Well, the news is not good out of the MBTA. Based on feedback I've been hearing/reading about, it looks like fare hikes will be in the 25-30% range. This is coupled with a decrease in service of up to 50% for weekend and non-peak evening hours.
So, not only can we expect to pay even more (again) for crappy service, but now that crappy service is going to get cut basically in half? It's bad enough that if I miss the 6:15 PM train, everything else is a local and it takes me almost two hours to get home in the evening. Imagine now cutting one or two trips from the evening schedules? So, it's either take the 6:15 PM train or ... wait until 10:05? That is just absurd on so many levels.
Let's look at the numbers, shall we? Currently, a zone 8 one way trip is $7.75. If fares increase by 30%, that trip will now cost $10.08. My monthly pass will go from $250 to $325. This is in addition to the $80 a month I now need to pay to park at an MBTA lot.

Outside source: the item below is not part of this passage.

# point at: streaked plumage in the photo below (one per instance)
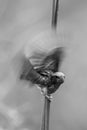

These proposed fare hikes come after a year of record ridership levels for the MBTA. So, although more people are riding the train, the MBTA says the price hikes are needed in order to prevent cuts in service, layoffs or other painful alternatives. And we have the $5.2 billion in debt and the T's annual deficit of around $170 million/year to thank for the T's fiscal crisis. And this debt load can be attributed to the costs to the Greenbush line expansion, annual maintenance and pension/retirement programs for the T's union employees.
Transportation is a mess across the Commonwealth. Frankly, we taxpayers are going to bear the brunt of fixing and cleaning up the mess ... and it sucks.
PATHs Not Taken
3 months ago
2 comments:
OMG this will be like the third hike in the decade, where/when did you read/hear this information?
Well, looks like it's time to either consider taking the bus (Peter Pan or Cavalier) or seriously consider moving back to NY. Metro North fares and parking are already cheaper than the commuter rail, and will STILL be cheaper after both entities have their fare hikes. This may offend a lot of New Englanders, but it seems like a lot of decisions made in MA just don't make any sense at all. Not that NY is that much better in this regard, but their end results speak for themselves.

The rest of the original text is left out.